Editorial Jornal Maçom Tá On
Em uma democracia madura, a toga exige mais do que conhecimento técnico: exige renúncia. Não se espera de um árbitro da mais alta Corte que seja indiferente ao destino do seu país, mas exige-se dele um distanciamento absoluto de paixões, facções e cartilhas doutrinárias. Em termos práticos, um magistrado constitucional deveria se abster até mesmo de ostentar preferência por um time de futebol, justamente para não emprestar a autoridade do Judiciário a disputas de torcida. Se essa prudência elementar é recomendável no esporte, ela se torna um imperativo de sobrevivência institucional quando o que está em jogo são ideologias políticas radicais, declare-se o julgador marxista, liberal intransigente ou conservador fervoroso.
A recente ascensão de figuras de expressiva militância partidária ao Supremo Tribunal Federal brasileiro recoloca no centro do debate público uma contradição insustentável. Quando um magistrado chega à cúpula da Justiça ostentando abertamente sua filiação teórica a autores e regimes historicamente marcados pela subordinação da lei ao projeto de poder — como ocorre na tradição leninista da “análise concreta da situação”, o cidadão comum é legitimamente assaltado por uma dúvida corrosiva: perante o tribunal, prevalecerá a letra rígida e impessoal da Constituição ou a conveniência dialética de uma causa?
O problema, contudo, não se esgota na consciência individual deste ou daquele ministro. Ele é estrutural e reside no próprio desenho do Judiciário brasileiro.
O modelo atual transformou o STF em um tribunal de poder quase imperial e vitalício na prática. Garantir uma cadeira na mais alta Corte do país até o limite dos 75 anos de idade, conferindo a uma única pessoa décadas de poder sem controle eleitoral direto, cria uma blindagem contrária ao princípio republicano da temporariedade das funções públicas. Pior: ao conferir ao Presidente da República o monopólio da indicação, o sistema alimenta um círculo vicioso de fidelidades implícitas, onde o indicado, inevitavelmente, carrega consigo as digitais e o alinhamento ideológico de quem o nomeou.
Nenhuma democracia representativa pode tolerar indefinidamente uma corte constitucional capturada pela percepção de compadrio ou aparelhamento político. Para restaurar a credibilidade da Justiça e proteger a própria estabilidade institucional, impõe-se uma reforma inadiável no processo de escolha e permanência dos ministros:
- Fim da quase-vitaliciedade (limite de 75 anos): A substituição do modelo atual por mandatos fixos e renováveis periodicamente. A alternância programada areja a jurisprudência, impede o enraizamento perpétuo de clãs judiciais e neutraliza a tentação autocrática.

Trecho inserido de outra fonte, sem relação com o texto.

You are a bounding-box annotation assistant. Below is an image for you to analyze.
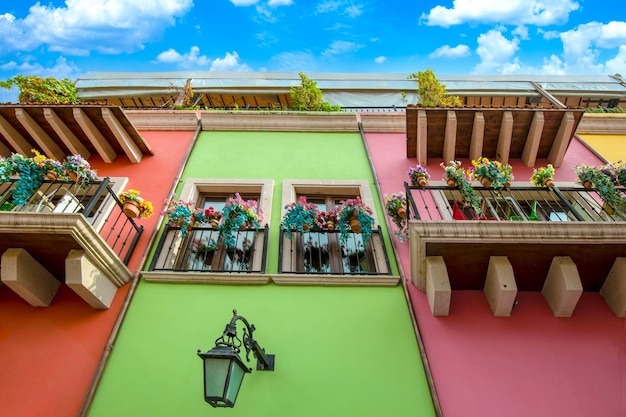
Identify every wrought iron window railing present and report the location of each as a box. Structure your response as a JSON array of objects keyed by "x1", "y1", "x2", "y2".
[
  {"x1": 278, "y1": 227, "x2": 391, "y2": 275},
  {"x1": 150, "y1": 225, "x2": 268, "y2": 274},
  {"x1": 404, "y1": 182, "x2": 626, "y2": 222},
  {"x1": 0, "y1": 178, "x2": 143, "y2": 265}
]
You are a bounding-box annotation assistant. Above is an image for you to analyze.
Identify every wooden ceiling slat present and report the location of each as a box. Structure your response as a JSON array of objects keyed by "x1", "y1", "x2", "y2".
[
  {"x1": 15, "y1": 107, "x2": 65, "y2": 161},
  {"x1": 102, "y1": 108, "x2": 143, "y2": 164},
  {"x1": 43, "y1": 108, "x2": 91, "y2": 159},
  {"x1": 0, "y1": 116, "x2": 33, "y2": 155},
  {"x1": 73, "y1": 108, "x2": 117, "y2": 163}
]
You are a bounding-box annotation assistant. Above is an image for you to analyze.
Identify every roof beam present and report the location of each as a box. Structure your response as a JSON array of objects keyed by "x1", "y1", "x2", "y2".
[
  {"x1": 0, "y1": 116, "x2": 33, "y2": 155},
  {"x1": 15, "y1": 107, "x2": 65, "y2": 161},
  {"x1": 73, "y1": 108, "x2": 117, "y2": 163},
  {"x1": 522, "y1": 111, "x2": 545, "y2": 167},
  {"x1": 443, "y1": 110, "x2": 457, "y2": 161},
  {"x1": 496, "y1": 111, "x2": 513, "y2": 164},
  {"x1": 470, "y1": 111, "x2": 485, "y2": 160},
  {"x1": 548, "y1": 111, "x2": 574, "y2": 168},
  {"x1": 102, "y1": 108, "x2": 142, "y2": 164},
  {"x1": 43, "y1": 108, "x2": 91, "y2": 159}
]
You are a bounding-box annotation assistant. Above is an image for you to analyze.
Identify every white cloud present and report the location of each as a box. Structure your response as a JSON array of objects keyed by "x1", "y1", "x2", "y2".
[
  {"x1": 267, "y1": 0, "x2": 293, "y2": 7},
  {"x1": 0, "y1": 0, "x2": 193, "y2": 55},
  {"x1": 230, "y1": 0, "x2": 259, "y2": 7},
  {"x1": 420, "y1": 0, "x2": 580, "y2": 27},
  {"x1": 428, "y1": 45, "x2": 472, "y2": 59},
  {"x1": 511, "y1": 26, "x2": 530, "y2": 40},
  {"x1": 322, "y1": 41, "x2": 363, "y2": 58},
  {"x1": 155, "y1": 46, "x2": 211, "y2": 69},
  {"x1": 211, "y1": 52, "x2": 252, "y2": 72},
  {"x1": 474, "y1": 29, "x2": 520, "y2": 74},
  {"x1": 316, "y1": 0, "x2": 363, "y2": 19},
  {"x1": 605, "y1": 45, "x2": 626, "y2": 76}
]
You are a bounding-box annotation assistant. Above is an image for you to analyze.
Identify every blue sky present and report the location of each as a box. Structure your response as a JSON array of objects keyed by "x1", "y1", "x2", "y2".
[{"x1": 0, "y1": 0, "x2": 626, "y2": 102}]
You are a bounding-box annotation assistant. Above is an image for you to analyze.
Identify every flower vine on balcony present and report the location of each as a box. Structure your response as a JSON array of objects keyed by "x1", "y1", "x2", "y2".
[
  {"x1": 385, "y1": 192, "x2": 409, "y2": 242},
  {"x1": 337, "y1": 197, "x2": 374, "y2": 243},
  {"x1": 407, "y1": 165, "x2": 430, "y2": 187},
  {"x1": 467, "y1": 157, "x2": 513, "y2": 189},
  {"x1": 280, "y1": 196, "x2": 320, "y2": 239},
  {"x1": 440, "y1": 161, "x2": 483, "y2": 215},
  {"x1": 219, "y1": 193, "x2": 263, "y2": 248}
]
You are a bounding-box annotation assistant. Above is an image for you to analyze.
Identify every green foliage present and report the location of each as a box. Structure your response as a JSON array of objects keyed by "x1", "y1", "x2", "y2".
[
  {"x1": 440, "y1": 161, "x2": 483, "y2": 214},
  {"x1": 0, "y1": 75, "x2": 78, "y2": 104},
  {"x1": 407, "y1": 68, "x2": 463, "y2": 107},
  {"x1": 289, "y1": 72, "x2": 341, "y2": 111}
]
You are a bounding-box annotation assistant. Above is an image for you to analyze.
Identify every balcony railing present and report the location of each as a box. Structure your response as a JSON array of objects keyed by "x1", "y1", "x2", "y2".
[
  {"x1": 0, "y1": 178, "x2": 143, "y2": 265},
  {"x1": 278, "y1": 227, "x2": 391, "y2": 275},
  {"x1": 404, "y1": 182, "x2": 626, "y2": 222},
  {"x1": 150, "y1": 226, "x2": 268, "y2": 274}
]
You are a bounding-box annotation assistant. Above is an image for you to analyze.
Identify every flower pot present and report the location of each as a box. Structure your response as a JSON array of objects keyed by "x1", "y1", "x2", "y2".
[
  {"x1": 122, "y1": 200, "x2": 141, "y2": 219},
  {"x1": 350, "y1": 217, "x2": 361, "y2": 233}
]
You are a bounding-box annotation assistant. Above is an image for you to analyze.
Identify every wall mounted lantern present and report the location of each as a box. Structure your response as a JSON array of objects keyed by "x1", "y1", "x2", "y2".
[{"x1": 198, "y1": 310, "x2": 274, "y2": 407}]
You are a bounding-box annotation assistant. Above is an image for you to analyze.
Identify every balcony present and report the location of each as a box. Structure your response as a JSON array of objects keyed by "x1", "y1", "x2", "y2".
[
  {"x1": 274, "y1": 227, "x2": 398, "y2": 285},
  {"x1": 143, "y1": 225, "x2": 269, "y2": 284},
  {"x1": 405, "y1": 183, "x2": 626, "y2": 317},
  {"x1": 0, "y1": 178, "x2": 143, "y2": 308}
]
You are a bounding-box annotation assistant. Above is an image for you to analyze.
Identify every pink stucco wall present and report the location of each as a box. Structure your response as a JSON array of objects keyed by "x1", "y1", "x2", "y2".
[
  {"x1": 366, "y1": 133, "x2": 626, "y2": 417},
  {"x1": 0, "y1": 132, "x2": 194, "y2": 417}
]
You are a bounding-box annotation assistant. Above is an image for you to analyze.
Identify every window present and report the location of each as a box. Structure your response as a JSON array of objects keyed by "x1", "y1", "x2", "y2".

- Fim da indicação monocrática pelo Executivo: A escolha dos ministros deve deixar de ser um cheque em branco nas mãos do chefe do governo de turno. É fundamental criar um modelo baseado em listas plurais formadas por órgãos colegiados da carreira jurídica, universidades e sociedade civil, com escrutínio rigoroso e qualificado no parlamento.
- Quarentena estrita para ocupantes de cargos políticos: Nenhum ex-ministro de Estado, governador, parlamentar ou dirigente partidário deveria poder migrar diretamente para a mais alta Corte sem um período prolongado de afastamento da vida pública. A toga não pode ser o prêmio de consolação ou o posto avançado de uma legenda partidária.
O cidadão não pode continuar refém da ilusão de que homens investidos de poder absoluto saberão se conter por mera virtude individual. A história ensina que o poder tende a se expandir sempre que não encontra diques claros.
Cobrar a neutralidade do STF não é afrontar a Justiça; é exigir que os juízes sirvam com exclusividade à Constituição, e não a doutrinas ideológicas ou aos governantes que os colocaram no poder. A reforma do Supremo deixou de ser uma tese acadêmica, tornou-se o teste definitivo para a integridade da democracia brasileira.